The diocese made the difficult decision to close the struggling Church of the Redeemer, Michie said, and allowed time to push reset, getting a new leader, new name and new approach to ministry that would allow a congregational “resurrection” to happen in Hermitage.

“I think we need to watch and pray for this church, because what that diocese is doing and what Resurrection is doing could be a very effective model for many different places in the Episcopal Church,” Michie said.

The congregation’s “fresh expression” of what it means to be Episcopalian in Hermitage is driving its growth, but Shank is pragmatic about the decision to go back to the old church building.

“New isn’t always trusted in this area,” he said. “There’s almost like this narrative in Hermitage of ‘good things don’t happen.’ … We get to rewrite the narrative. We get to tell the narrative that the new thing we’re doing is going to be good for the community because we care about the community.”

Bishop Rowe at Resurrection

Northwestern Pennsylvania Bishop Sean Rowe joins Resurrection Church on Sept. 23 for its consecration service. Photo: Resurrection Church, via Facebook

The same could apply to other Episcopal congregations and communities in the diocese, Rowe said.

“In this region, people are not over Sunday morning. Sunday morning is still the time people worship. Many people still expect it to look like a church,” Rowe said. “And unless the Episcopal Church is to become only an urban-suburban phenomenon, then we need to crack the code of places like the Rust Belt.”

Western New York Bishop William Franklin said he has been encouraged by the story of Resurrection Church as a model for what might be possible across both dioceses.

“I believe that, here in Western New York, there are many opportunities for similar kinds of church development and redevelopment,” Franklin said in an emailed statement. “In a region like ours, which is undergoing economic and cultural revival in many forms, many communities are eager for new ways to build flourishing churches and experience God’s grace in new ways.”

The two dioceses already have been sharing certain operations for the past five years, and they began discussing a more formal collaboration after Franklin announced in April 2017 he would be retiring. More than 500 people attended eight subsequent listening sessions on the proposal, which diocesan leaders stressed is not a merger, and in May 2018, both standing committees voted unanimously to support the plan.

At the joint convention Oct. 26-27, Western New York will vote on whether to make Rowe its bishop provisional for five years.
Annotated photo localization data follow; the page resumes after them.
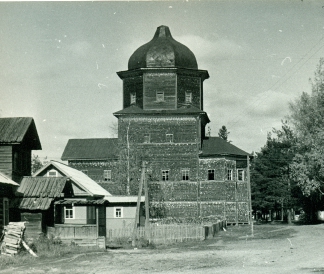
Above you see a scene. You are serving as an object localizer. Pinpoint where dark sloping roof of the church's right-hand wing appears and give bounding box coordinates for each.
[199,137,250,156]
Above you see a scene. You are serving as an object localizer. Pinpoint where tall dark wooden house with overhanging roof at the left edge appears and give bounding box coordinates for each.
[0,117,42,183]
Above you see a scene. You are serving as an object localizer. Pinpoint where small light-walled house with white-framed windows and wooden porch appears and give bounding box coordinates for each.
[18,161,144,238]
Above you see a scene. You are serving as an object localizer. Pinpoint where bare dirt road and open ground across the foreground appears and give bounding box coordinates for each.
[0,224,324,274]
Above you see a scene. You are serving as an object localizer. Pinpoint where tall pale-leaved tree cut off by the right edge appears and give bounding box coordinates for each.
[289,58,324,221]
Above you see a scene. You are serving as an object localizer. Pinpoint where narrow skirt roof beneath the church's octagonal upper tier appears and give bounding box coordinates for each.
[114,105,210,123]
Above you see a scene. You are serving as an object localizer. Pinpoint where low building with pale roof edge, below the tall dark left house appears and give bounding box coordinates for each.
[0,172,19,232]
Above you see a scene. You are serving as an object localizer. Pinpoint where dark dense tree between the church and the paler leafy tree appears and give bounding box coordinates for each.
[251,122,295,222]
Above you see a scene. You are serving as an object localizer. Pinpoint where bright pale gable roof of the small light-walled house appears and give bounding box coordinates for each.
[33,161,111,196]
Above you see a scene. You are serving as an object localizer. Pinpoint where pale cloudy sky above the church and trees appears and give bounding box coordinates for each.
[0,0,324,160]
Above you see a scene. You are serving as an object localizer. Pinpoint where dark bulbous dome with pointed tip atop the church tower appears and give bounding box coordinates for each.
[128,26,198,70]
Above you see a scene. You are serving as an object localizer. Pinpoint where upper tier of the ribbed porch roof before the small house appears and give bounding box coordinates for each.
[17,177,69,198]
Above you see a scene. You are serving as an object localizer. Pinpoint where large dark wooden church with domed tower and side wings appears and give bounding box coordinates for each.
[61,26,251,223]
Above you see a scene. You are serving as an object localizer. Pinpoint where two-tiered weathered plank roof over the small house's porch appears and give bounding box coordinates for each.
[17,177,69,210]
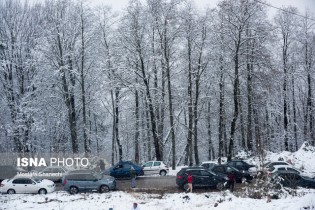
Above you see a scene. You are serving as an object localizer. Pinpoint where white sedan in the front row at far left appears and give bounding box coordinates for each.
[0,177,56,194]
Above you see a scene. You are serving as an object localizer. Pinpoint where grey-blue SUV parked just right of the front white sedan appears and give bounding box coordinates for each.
[62,172,116,194]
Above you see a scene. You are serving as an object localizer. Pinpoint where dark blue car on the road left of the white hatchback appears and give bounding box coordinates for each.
[104,161,144,178]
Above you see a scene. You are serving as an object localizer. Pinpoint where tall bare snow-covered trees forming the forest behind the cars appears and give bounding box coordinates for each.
[0,0,315,167]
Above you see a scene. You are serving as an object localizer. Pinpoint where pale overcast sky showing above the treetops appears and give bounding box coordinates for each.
[84,0,315,15]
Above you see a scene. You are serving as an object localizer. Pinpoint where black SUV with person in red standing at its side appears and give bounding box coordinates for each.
[176,167,227,190]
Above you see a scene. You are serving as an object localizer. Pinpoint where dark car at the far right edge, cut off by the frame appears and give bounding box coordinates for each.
[271,171,315,189]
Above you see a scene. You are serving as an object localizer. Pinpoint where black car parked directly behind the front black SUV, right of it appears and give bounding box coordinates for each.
[210,164,253,183]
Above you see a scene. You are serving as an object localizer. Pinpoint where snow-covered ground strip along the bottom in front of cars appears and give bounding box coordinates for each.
[0,190,315,210]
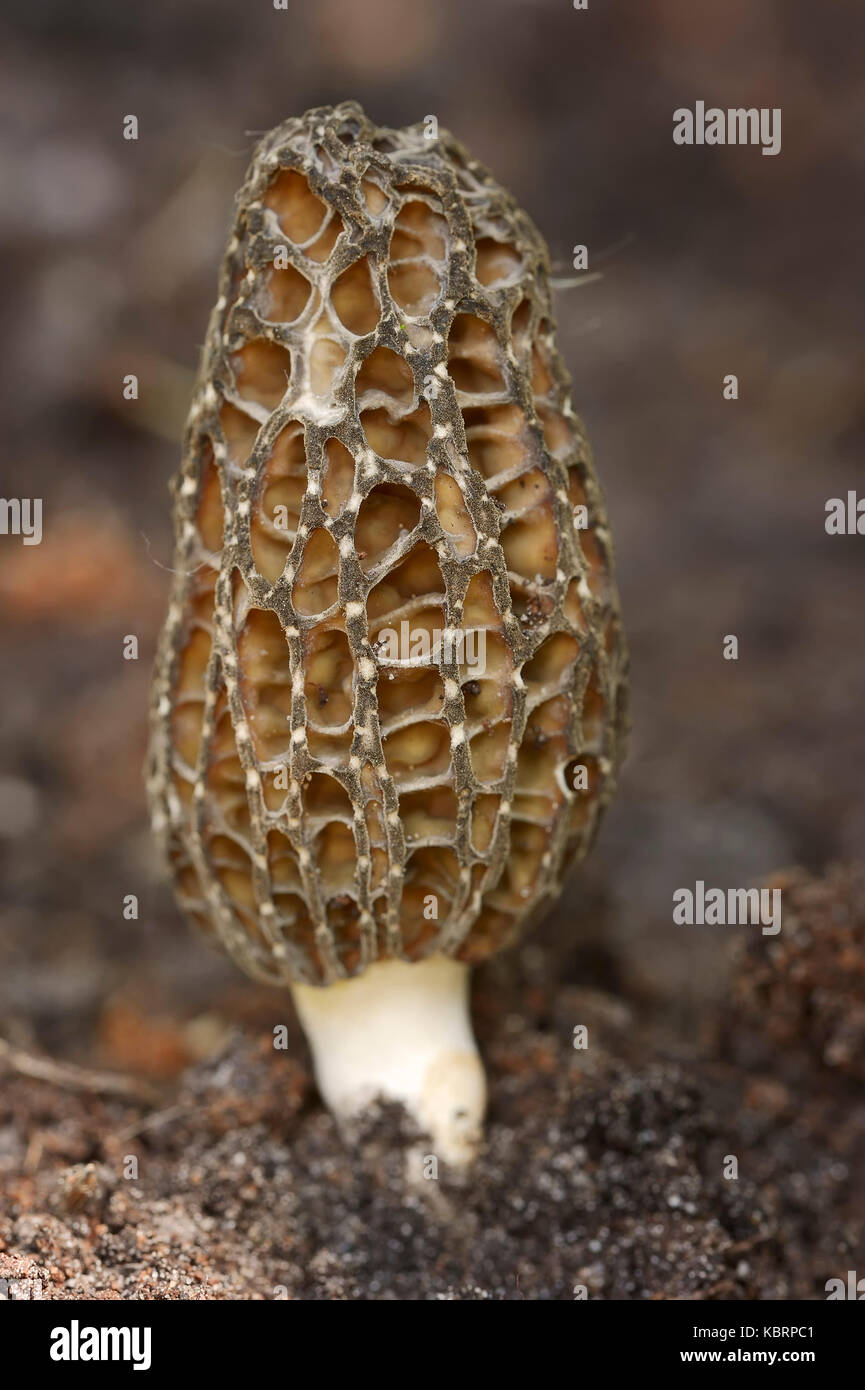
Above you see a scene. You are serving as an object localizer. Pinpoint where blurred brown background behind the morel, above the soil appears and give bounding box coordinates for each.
[0,0,865,1074]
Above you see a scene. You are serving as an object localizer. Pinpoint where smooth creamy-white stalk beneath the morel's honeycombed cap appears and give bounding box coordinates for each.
[292,956,487,1166]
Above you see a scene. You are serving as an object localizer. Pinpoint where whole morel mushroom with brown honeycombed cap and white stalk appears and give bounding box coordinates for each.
[149,103,626,1162]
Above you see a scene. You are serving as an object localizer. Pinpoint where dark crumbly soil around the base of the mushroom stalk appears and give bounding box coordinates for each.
[0,870,865,1300]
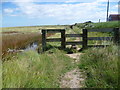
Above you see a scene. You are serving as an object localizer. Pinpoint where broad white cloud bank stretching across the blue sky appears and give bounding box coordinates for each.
[2,0,117,21]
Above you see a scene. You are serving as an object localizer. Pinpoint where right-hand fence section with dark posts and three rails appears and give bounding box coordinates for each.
[83,28,120,48]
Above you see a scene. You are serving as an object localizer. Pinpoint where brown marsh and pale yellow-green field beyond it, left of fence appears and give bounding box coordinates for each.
[0,25,66,56]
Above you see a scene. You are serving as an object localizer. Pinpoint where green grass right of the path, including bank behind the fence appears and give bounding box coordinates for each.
[74,21,120,88]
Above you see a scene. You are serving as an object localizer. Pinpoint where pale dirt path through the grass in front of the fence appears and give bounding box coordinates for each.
[60,53,85,88]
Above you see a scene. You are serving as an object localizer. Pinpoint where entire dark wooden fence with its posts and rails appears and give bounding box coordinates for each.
[42,28,120,52]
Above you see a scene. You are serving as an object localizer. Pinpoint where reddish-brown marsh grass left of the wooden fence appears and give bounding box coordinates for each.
[1,33,41,55]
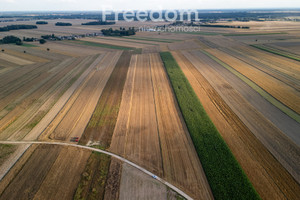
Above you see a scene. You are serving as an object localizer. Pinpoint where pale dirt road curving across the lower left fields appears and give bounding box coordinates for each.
[0,141,192,200]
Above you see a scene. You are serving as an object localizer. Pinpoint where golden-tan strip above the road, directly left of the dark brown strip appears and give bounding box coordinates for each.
[40,51,121,140]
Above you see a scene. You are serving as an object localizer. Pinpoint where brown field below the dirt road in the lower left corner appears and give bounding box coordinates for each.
[0,145,90,199]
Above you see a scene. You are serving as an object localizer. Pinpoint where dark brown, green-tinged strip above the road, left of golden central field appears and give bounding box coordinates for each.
[80,51,131,148]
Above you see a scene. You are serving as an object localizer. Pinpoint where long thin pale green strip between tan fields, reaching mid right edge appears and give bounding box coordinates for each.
[202,50,300,123]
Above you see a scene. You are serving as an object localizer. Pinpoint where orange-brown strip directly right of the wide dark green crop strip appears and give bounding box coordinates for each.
[172,52,300,199]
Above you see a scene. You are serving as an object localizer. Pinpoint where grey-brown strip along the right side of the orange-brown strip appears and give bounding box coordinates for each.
[183,51,300,182]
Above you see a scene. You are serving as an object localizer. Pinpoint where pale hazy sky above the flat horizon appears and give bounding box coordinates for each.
[0,0,300,11]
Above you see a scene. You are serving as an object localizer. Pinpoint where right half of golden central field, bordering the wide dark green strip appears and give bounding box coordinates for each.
[150,54,213,199]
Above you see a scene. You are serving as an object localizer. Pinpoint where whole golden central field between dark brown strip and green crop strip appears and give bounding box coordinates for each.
[109,54,212,198]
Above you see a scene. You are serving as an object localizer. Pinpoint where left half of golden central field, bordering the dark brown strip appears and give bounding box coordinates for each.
[109,55,162,175]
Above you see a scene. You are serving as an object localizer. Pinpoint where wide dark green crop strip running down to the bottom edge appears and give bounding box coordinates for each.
[160,52,260,200]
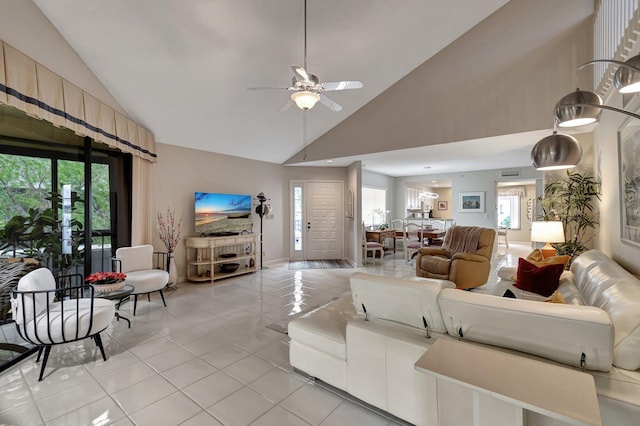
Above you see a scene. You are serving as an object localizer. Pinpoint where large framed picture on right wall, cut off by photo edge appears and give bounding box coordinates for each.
[618,121,640,245]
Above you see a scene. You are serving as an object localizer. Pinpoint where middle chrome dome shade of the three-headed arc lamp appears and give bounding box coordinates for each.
[554,89,602,127]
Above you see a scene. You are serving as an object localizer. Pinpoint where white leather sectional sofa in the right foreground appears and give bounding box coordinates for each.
[289,250,640,426]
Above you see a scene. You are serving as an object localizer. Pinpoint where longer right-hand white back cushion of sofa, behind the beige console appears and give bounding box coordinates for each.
[439,289,614,371]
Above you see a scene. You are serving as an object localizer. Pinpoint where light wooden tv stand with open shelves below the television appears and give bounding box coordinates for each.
[184,234,257,282]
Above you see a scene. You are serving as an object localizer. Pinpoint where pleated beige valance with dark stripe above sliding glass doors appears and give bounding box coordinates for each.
[0,42,157,162]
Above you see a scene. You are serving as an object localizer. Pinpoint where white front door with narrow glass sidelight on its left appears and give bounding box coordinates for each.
[291,182,343,260]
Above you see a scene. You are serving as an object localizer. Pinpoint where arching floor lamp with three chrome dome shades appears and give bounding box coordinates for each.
[531,55,640,170]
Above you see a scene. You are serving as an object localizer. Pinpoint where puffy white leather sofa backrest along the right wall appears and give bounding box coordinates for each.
[571,250,640,370]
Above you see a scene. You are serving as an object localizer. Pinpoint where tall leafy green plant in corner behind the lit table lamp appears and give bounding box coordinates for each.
[538,171,600,259]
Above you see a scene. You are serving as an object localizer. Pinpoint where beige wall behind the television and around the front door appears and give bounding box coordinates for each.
[153,144,350,277]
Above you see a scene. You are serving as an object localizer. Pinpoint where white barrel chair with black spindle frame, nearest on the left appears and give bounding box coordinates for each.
[11,268,116,381]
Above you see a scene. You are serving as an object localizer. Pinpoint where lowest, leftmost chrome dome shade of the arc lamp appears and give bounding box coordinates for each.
[531,131,582,170]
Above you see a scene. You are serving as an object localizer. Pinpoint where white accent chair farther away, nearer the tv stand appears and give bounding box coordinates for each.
[114,245,169,316]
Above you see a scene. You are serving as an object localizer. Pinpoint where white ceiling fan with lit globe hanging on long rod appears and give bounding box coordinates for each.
[248,0,363,112]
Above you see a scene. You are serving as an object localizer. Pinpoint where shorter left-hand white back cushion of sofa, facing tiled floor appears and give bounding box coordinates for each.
[350,272,455,333]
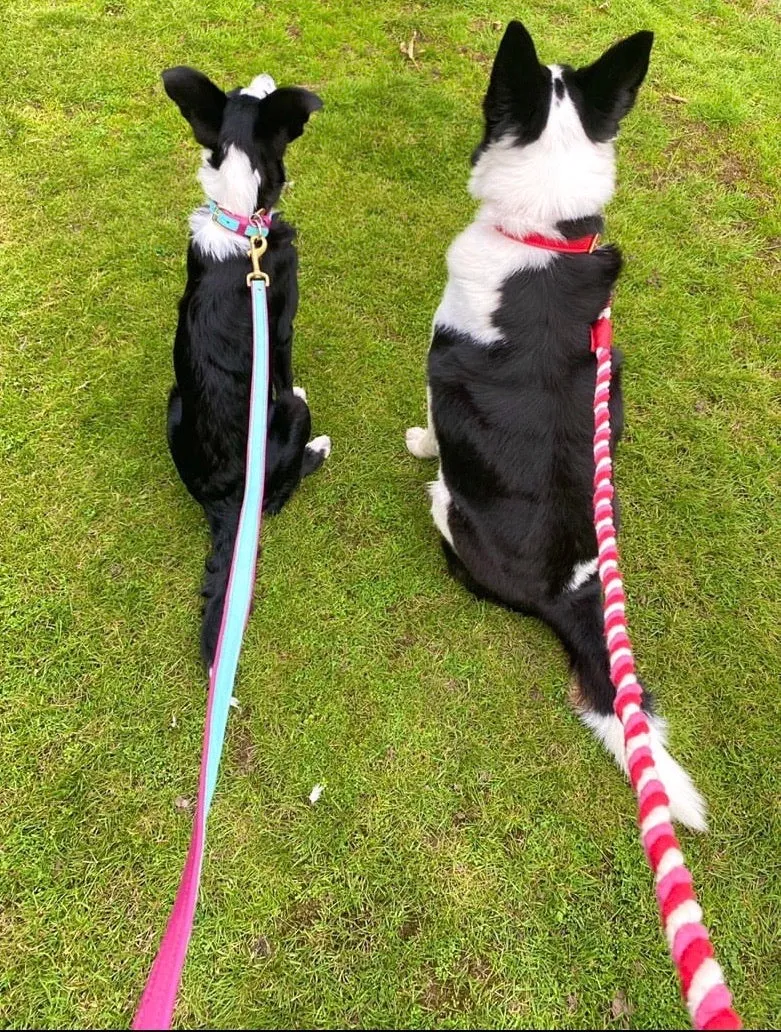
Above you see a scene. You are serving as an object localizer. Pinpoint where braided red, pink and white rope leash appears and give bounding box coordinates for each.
[591,307,743,1029]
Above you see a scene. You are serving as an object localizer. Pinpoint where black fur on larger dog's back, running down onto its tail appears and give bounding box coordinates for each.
[428,247,623,713]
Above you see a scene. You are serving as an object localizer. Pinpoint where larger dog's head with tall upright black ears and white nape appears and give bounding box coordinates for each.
[470,22,653,229]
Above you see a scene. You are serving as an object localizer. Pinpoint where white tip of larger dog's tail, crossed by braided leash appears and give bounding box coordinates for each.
[579,710,708,832]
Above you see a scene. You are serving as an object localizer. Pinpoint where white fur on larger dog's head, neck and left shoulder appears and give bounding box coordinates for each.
[434,65,615,345]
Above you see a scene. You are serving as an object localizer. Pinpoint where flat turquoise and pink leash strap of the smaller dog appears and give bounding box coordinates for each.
[133,279,268,1029]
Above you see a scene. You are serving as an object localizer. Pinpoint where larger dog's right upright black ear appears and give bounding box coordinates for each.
[573,32,653,139]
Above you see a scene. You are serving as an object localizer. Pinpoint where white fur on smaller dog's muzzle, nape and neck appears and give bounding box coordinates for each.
[190,74,276,261]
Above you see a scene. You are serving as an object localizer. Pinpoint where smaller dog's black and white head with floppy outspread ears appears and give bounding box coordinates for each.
[163,66,323,216]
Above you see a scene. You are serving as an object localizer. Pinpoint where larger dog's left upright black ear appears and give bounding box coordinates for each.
[483,22,550,142]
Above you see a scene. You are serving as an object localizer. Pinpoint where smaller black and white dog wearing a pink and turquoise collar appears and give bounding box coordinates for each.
[163,67,331,669]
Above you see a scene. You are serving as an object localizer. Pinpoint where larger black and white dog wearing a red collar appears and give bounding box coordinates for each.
[406,22,705,830]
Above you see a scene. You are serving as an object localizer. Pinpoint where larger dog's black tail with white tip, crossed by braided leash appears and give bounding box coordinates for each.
[540,577,706,831]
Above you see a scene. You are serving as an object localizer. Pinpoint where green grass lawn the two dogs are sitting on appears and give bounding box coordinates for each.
[0,0,781,1029]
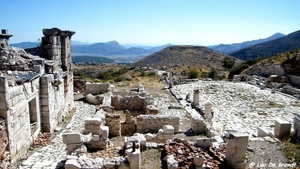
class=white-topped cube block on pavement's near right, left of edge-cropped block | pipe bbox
[274,119,292,139]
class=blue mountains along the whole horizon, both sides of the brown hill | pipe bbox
[12,31,300,63]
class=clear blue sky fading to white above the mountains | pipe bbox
[0,0,300,46]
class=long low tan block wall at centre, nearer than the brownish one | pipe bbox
[136,115,180,133]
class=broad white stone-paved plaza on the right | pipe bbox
[172,81,300,137]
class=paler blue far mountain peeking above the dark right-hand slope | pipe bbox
[208,33,285,54]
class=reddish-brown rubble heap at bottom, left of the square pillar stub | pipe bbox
[163,138,229,168]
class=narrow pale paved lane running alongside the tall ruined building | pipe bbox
[19,101,95,169]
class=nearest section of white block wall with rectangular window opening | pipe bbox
[0,77,41,162]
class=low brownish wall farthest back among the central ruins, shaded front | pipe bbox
[111,95,147,110]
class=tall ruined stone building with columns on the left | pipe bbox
[0,28,75,162]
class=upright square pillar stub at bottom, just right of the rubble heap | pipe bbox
[225,132,249,169]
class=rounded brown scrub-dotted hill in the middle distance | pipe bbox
[133,46,240,70]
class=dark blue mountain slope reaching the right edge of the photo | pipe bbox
[229,30,300,60]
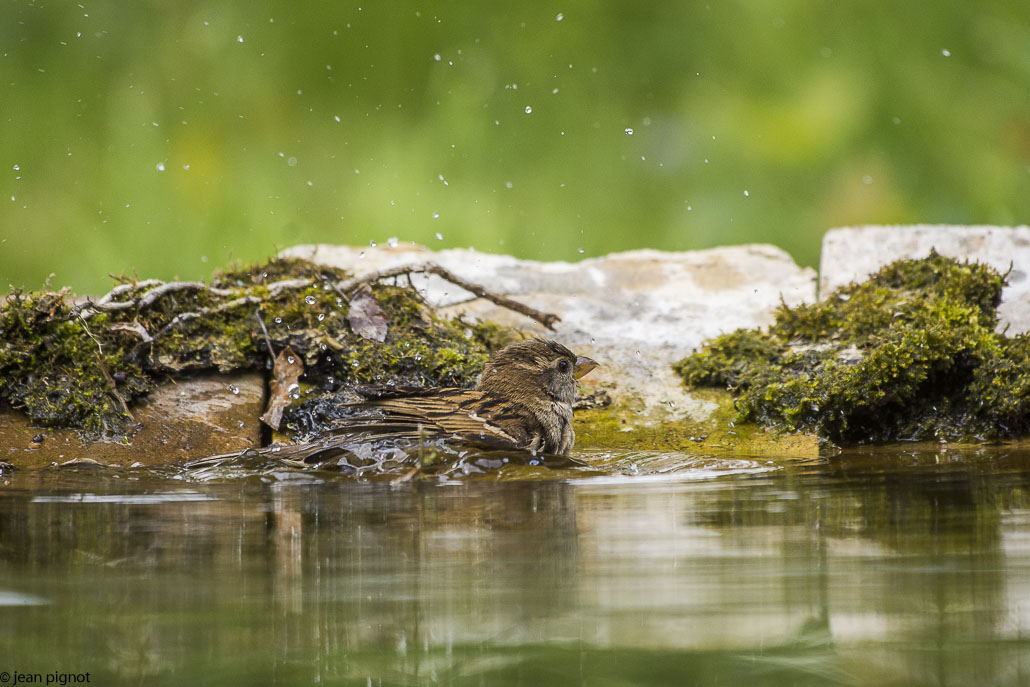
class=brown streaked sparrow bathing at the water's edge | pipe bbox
[237,339,597,463]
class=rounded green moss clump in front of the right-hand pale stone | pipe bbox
[676,252,1030,443]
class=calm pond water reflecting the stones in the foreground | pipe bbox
[0,447,1030,687]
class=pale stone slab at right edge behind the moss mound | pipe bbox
[819,225,1030,334]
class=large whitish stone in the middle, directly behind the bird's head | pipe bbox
[281,245,816,421]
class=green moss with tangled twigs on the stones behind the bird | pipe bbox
[0,260,509,438]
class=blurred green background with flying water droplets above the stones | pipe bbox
[0,0,1030,293]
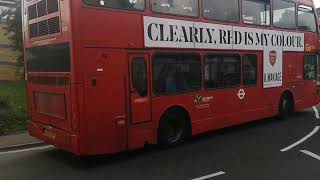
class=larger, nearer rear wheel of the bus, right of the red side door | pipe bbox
[158,111,188,147]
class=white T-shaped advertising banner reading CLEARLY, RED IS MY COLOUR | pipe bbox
[143,16,304,88]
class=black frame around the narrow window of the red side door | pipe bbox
[131,57,149,97]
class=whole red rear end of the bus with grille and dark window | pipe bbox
[23,0,78,153]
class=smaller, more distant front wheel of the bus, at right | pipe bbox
[279,94,294,119]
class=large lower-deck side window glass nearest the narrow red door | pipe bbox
[153,54,201,94]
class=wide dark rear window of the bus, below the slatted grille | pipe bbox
[27,44,70,72]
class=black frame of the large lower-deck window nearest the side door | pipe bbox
[151,52,203,96]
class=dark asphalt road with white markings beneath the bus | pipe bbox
[0,107,320,180]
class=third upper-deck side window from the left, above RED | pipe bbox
[202,0,240,22]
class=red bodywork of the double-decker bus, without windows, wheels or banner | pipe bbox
[23,0,319,155]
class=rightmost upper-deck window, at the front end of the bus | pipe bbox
[298,5,317,32]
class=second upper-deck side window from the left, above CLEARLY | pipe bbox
[152,0,198,17]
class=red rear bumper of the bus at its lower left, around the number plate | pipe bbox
[27,121,80,155]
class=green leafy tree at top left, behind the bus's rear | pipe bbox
[0,1,23,65]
By formalizing this collaboration, the goal isn’t just to cut costs and survive, Rowe said. Rather, he hopes to leverage the scale of a combined 90 congregations to try new ministries and ways of being church in this corner of the world.

Some of those experiments might look a lot like Resurrection Church, but Rowe is leaving the door open to all possibilities.

“I’m trying to not predict or put out all of the ideas of things that can happen,” he said, “I just don’t think we know. I think it’s going to take working together and engaging in intentional processes, and [we’ll] see what emerges.”

Shank agrees that the future of the two dioceses is wide open, but he thinks his congregation may have valuable lessons to offer other church leaders in his diocese and the diocese to the north.

“Something like church planting and growing congregations is a need no matter what,” he said. “The same things that are done in church plants can help traditional congregations or stand-alone congregations or mission congregations to grow. … If we can do it here, what will that translate to or look like in Western New York?”